I've been recently tasked to find a live video solution for an industrial device. In my case, I want to display video from a camera to a local LCD and simultaneously allow it to be live streamed over the web. By web, I mean that the most likely location of the client is on the same LAN, but this is not guaranteed. I figured this has to be a completely solved problem by now.
Anyway, so I've tried many of the recent protocols. I was really hoping that HLS would work, because it's so simple. For example, I can use the gstreamer "hlssink" to generate the files, and basically deliver video with a one-line shell script and any webserver. But the 7 second best case latency is unacceptable. I really want 1 second or better.
I looked at MPEG-DASH: it seems equivalent to HLS. Why would I use it when all of the MPEG-DASH examples fall back on HLS?
I looked at WebRTC, but I'm too nervous the build a product around the few sample client/server code bases I can find on github. They are not fully baked, and then I'm really depending on a non-standard solution.
I looked a Flash: but of course it's not desirable to use it these days.
So the solution that works for me happens to be the oldest: Motion JPEG, where I have to give up on using a good video compression (MPEG). I get below 1 second latency, and no coding (use ffmpeg + ffserver). Luckily Internet Explorer is dead enough that I don't have to worry about its non-support of it. It works everywhere else, including Microsoft-Edge. MJPEG is not great in that the latency can be higher if the client can't keep up. I think WebRTC is likely better here.
Conclusion: here we are in 2019 and the best low latency video delivery protocol is from the mid-90s. It's nuts. I'm open to suggestions in case I've missed anything.

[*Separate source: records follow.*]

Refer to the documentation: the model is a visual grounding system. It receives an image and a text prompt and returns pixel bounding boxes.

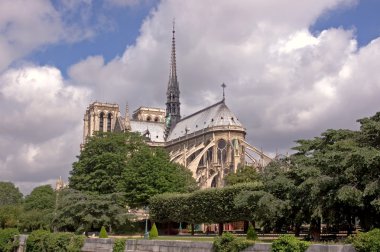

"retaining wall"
[15,236,356,252]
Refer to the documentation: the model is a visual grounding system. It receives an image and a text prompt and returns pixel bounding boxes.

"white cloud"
[0,65,90,194]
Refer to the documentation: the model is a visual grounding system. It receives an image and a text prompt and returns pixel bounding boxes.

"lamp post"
[144,207,149,239]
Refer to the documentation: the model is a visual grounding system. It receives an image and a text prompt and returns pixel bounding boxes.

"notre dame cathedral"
[82,26,272,189]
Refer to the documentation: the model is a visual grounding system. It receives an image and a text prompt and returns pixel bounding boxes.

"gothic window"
[107,113,112,132]
[99,112,104,132]
[154,117,159,122]
[147,116,151,121]
[217,139,227,165]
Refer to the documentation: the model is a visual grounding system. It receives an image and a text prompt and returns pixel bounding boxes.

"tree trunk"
[309,218,321,241]
[294,224,301,237]
[347,215,353,236]
[218,223,224,236]
[191,224,195,236]
[243,221,249,233]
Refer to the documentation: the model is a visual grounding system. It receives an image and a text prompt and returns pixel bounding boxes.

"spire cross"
[221,83,226,100]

A fairly long time ago (3-4) years I was tasked to do something fairly similar (though running on Android as the end client). HLS was one of the better options but came at the same costs you describe here. However it was fairly easy to reduce the block size to be less to favor response vs resilience. Essentially you trade buffer size and bitrate switching quality for more precise scrolling through the video and faster start times.
I had to hack it quite severely to get fast load with fair resilience for my usecase as the devices are restricted in performance and can have fairly low bandwidth. Since you're looking at a relatively fast connection, simply reducing the chunk size should get you to the target.

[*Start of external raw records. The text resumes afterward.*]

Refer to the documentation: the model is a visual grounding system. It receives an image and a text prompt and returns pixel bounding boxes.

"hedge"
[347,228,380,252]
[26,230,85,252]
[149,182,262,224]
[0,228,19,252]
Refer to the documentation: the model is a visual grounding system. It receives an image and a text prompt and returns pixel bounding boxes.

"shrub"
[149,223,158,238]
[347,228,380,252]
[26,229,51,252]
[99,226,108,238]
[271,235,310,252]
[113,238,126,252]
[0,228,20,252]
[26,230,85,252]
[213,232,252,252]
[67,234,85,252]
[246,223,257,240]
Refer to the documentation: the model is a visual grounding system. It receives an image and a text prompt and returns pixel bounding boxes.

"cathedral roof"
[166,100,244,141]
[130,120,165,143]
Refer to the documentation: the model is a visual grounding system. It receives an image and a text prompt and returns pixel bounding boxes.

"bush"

As a follow up - I've spent a couple years working on a video product based on WebRTC. This either works for a PoC where you just hack things together or on a large scale where you have time and resources to fight odd bugs and work through a spectrum of logistical hoops in setting it up. So unless you plan to have a large-ish deployment with people taking care of it I would stick to HLS or other simpler protocols.

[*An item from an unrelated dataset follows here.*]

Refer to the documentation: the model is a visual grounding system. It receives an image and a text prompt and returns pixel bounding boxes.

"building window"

> I looked a Flash: but of course it's not desirable to use it these days.
RTMP protocol has a lot of implementations and is still widely used for the backend part of transmitting video at a low latency (i.e. from the recorder to the server).
RTSP with or without interleaved stream is another option.
DASH/HLS is a solution for worldwide CDN delivery and browser based rendering. Poorly suited for low latency.
If you need low latency and browser based rendering you need something custom.
You can also consider tunneling over WebSockets. It's a lot easier than WebRTC especially you don't need the handshaking nonsense which often require self hosting STUN and TURN servers if you don't want to rely on third parties. IIRC the performance of WebSockets is good enough for companies like Xoom.
You should probably try mixer. They rolled a low latency protocol by their own. It use websocket as a bilateral channel to allow the server push whatever it want to client directly. Achieving sub second delay (The model here looks more like webrtc instead of hls though)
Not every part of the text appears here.